The Co-operators Group Limited is a Canadian insurance co-operative, founded in 1945, owned by 46 members including co-ops, credit union centrals and representative farm organizations. It is one of the leading Canadian-owned multi-line insurers, offering auto, home, life, farm, travel and commercial insurance as well as investments. The company was started by farmers in Saskatchewan, in 1945.

The Co-operators Group Ltd. is a co-operative headquartered in Guelph, Ontario. That entity owns several operating companies, the largest of which is Co-operators General Insurance Company, which sells property and casualty insurance (i.e., auto, home, farm and commercial), primarily through its network of more than 485 exclusive agents. The second biggest company in the group is Co-operators Life Insurance Company, based in Regina, Saskatchewan, which sells life insurance (i.e., life, health, group benefits). Other member companies are HB Group Insurance of Mississauga, The Sovereign General Insurance Company of Calgary, CUMIS Group Limited based in Burlington, Ontario, and investment firm Addenda Capital of Montreal. As of year-end 2016, the group of companies had more than in assets under administration.

==History==
The roots of The Co-operators can be traced back to Saskatchewan. The Great Depression, followed by World War II, was a time of great adversity for rural communities as many agricultural families lost their belongings, their savings and their life insurance. In this environment, co-operatives were increasingly appealing as a way for a community to pool its resources to help rebuild lives.

A group of farmers in Saskatchewan dreamed of building a co-operative insurance company to protect their assets for future generations. In 1945, with the support of the Saskatchewan Wheat Pool and farm-based prairie co-operatives, Co-operative Life Insurance Company was incorporated in Regina.

Similar developments were underway in Ontario, where the Co-operative Union of Ontario and the Ontario Credit Union League established Co-operators Fidelity & Guarantee Association 1946 to support farmers in that province.

The Saskatchewan- and Ontario-based companies expanded significantly over the years, both in terms of geography and product offerings. The two successor companies, Regina-based Co-operative Insurance Services and Co-operators Insurance Associations of Guelph, established closer ties and, in 1975, merged as CI Management Group, which adopted the brand name "The Co-operators." In 1978, the company took its present name.

The group of companies has grown steadily since then.

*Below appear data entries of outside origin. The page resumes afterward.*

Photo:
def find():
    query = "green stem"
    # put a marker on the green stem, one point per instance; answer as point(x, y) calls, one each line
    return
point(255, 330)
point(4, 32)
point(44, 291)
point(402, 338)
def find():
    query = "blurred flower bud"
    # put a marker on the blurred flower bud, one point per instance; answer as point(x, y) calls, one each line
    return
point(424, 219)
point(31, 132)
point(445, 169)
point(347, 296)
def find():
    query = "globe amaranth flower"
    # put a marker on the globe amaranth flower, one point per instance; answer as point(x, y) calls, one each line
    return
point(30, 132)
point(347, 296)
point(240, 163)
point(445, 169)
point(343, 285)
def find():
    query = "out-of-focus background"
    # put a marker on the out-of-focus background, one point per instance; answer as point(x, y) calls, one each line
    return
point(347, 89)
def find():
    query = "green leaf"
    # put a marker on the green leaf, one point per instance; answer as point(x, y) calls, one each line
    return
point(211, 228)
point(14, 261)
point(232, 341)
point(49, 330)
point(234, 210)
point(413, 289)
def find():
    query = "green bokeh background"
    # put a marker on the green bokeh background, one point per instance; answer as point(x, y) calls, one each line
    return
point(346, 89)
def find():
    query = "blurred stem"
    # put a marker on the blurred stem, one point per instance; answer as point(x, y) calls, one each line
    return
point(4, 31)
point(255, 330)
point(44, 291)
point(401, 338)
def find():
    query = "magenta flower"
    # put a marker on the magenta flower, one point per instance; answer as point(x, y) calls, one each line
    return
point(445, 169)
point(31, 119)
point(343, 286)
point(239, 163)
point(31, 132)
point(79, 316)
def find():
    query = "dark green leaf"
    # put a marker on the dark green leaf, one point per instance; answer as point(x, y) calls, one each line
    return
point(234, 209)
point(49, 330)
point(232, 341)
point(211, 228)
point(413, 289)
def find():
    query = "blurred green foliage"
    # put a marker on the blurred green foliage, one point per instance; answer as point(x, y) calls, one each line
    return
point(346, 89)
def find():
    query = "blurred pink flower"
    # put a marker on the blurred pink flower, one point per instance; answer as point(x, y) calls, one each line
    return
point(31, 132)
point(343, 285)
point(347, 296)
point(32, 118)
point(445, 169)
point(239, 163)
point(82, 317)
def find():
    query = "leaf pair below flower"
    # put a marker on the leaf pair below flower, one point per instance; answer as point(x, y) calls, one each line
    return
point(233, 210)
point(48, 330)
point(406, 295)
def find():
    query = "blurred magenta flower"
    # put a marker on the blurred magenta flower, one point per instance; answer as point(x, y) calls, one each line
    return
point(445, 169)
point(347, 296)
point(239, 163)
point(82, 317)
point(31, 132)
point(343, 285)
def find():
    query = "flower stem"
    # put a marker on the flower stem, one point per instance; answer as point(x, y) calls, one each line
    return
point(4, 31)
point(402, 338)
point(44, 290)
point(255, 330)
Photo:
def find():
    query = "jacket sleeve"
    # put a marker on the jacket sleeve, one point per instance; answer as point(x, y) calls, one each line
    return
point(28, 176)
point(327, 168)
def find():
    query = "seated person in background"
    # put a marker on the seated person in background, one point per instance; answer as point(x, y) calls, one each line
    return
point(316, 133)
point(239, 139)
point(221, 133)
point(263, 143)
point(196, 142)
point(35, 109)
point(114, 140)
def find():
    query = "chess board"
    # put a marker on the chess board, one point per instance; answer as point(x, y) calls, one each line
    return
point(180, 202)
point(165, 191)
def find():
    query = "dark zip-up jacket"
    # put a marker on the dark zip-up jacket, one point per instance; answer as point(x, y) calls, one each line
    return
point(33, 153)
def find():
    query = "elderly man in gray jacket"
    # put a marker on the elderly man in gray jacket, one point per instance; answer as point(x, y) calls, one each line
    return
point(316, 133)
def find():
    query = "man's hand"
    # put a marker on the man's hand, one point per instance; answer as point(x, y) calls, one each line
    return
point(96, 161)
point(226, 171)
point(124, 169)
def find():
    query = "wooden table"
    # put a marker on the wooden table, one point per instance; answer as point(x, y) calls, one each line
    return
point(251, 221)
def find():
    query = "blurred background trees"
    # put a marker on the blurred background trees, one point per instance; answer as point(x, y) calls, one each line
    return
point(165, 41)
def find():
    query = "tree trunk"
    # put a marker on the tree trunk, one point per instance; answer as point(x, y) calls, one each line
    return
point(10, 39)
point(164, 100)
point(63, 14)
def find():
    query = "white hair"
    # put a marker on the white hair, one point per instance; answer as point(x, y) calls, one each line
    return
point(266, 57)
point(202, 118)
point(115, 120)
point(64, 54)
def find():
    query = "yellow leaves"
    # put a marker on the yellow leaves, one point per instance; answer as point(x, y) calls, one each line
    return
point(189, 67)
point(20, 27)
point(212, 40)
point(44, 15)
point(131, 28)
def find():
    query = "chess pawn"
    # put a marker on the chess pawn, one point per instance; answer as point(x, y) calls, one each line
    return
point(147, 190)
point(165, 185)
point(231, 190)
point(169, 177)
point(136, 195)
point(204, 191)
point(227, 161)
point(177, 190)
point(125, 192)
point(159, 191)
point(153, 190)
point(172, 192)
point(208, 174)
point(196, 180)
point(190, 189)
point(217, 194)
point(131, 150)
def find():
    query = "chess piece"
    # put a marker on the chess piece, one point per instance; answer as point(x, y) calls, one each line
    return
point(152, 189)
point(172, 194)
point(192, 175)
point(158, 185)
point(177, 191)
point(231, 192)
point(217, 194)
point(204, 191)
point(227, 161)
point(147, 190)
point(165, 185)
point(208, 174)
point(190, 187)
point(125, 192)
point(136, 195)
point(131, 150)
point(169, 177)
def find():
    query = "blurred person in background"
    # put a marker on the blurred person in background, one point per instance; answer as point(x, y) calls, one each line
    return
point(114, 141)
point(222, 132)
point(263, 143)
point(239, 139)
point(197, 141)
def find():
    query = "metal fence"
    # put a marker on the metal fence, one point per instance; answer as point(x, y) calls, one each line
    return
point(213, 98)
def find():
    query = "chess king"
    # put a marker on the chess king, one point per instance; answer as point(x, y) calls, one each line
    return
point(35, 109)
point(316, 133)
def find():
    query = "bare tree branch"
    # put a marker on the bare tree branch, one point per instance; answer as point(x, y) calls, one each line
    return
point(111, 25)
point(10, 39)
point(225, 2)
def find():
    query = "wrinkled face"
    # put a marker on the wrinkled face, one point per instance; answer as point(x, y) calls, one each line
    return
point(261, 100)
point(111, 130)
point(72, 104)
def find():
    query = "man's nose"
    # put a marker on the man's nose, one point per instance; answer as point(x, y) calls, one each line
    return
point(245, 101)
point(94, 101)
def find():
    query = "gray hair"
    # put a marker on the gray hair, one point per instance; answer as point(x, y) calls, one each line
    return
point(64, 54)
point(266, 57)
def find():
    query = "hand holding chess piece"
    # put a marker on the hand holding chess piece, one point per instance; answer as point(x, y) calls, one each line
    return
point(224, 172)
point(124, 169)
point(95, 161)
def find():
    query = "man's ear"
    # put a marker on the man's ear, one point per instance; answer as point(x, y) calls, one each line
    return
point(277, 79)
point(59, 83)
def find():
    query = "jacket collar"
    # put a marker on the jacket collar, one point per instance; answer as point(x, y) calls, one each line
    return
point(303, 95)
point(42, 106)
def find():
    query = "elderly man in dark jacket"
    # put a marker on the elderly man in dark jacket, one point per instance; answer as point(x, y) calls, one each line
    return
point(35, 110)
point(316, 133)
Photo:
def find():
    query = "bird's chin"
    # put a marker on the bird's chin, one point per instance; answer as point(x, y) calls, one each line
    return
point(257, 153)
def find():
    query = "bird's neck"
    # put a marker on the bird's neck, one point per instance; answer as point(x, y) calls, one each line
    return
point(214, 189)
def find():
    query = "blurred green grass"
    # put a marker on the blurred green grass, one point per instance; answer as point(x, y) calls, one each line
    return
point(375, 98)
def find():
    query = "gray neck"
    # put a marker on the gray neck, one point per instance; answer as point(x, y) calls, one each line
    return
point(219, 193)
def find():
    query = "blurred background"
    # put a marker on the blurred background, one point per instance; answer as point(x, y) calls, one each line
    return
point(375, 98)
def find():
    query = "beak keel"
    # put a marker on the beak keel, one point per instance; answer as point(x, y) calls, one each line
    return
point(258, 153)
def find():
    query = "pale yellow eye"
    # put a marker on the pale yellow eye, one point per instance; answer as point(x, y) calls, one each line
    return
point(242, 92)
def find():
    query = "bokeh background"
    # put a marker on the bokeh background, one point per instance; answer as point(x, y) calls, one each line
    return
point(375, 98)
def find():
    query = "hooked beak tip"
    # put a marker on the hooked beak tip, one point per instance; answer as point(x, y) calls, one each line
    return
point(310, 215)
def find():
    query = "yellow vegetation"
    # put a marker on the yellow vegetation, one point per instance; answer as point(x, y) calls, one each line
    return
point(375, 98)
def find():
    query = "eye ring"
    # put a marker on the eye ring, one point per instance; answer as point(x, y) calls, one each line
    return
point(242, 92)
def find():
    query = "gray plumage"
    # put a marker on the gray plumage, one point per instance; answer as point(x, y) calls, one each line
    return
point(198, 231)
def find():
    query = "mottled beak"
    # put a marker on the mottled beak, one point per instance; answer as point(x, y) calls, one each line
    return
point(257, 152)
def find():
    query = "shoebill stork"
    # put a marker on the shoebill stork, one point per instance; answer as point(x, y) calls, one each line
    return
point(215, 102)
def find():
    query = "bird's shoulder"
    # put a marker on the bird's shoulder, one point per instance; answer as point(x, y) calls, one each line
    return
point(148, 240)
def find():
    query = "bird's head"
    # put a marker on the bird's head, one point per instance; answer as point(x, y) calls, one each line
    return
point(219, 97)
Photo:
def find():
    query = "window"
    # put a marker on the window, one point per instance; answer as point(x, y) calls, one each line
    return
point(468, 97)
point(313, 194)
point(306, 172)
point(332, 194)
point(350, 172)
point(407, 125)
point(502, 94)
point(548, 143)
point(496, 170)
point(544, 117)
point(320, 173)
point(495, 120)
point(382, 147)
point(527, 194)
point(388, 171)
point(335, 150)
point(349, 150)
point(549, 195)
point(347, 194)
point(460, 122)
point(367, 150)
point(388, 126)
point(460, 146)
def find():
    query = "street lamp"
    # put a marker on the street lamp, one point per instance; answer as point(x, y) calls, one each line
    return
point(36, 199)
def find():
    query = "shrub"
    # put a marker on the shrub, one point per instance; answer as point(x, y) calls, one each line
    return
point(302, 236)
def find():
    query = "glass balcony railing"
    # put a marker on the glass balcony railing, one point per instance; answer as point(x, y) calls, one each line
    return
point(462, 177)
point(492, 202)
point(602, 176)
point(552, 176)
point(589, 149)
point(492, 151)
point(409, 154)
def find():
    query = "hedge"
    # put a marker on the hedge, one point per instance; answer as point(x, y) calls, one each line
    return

Presently, The Co-operators banner includes Addenda Capital, Co-operators General Insurance Company, Co-operators Life Insurance Company, The CUMIS Group, HB Group Insurance, Federated Agencies Limited, and The Sovereign General Insurance Company.

The company is currently the title sponsor for the radio network of the Canadian Football League's Saskatchewan Roughriders.

==Awards and recognition==
Consistently ranked among the Best 50 Corporate Citizens in Canada by Corporate Knights, from 2010 to 2017, including being ranked in first place in 2011 and in the top ten in 2017.

Listed among Aon's Best Employers in Canada for 14 consecutive years, The Co-operators was one of the Platinum Winners in the 2017 report. The company has been on this list for 14 years.

Listed among Hewitt Associates' "Green 30" - a list of Canada's top employers that are highly regarded for their commitment to environmental, social and economic sustainability.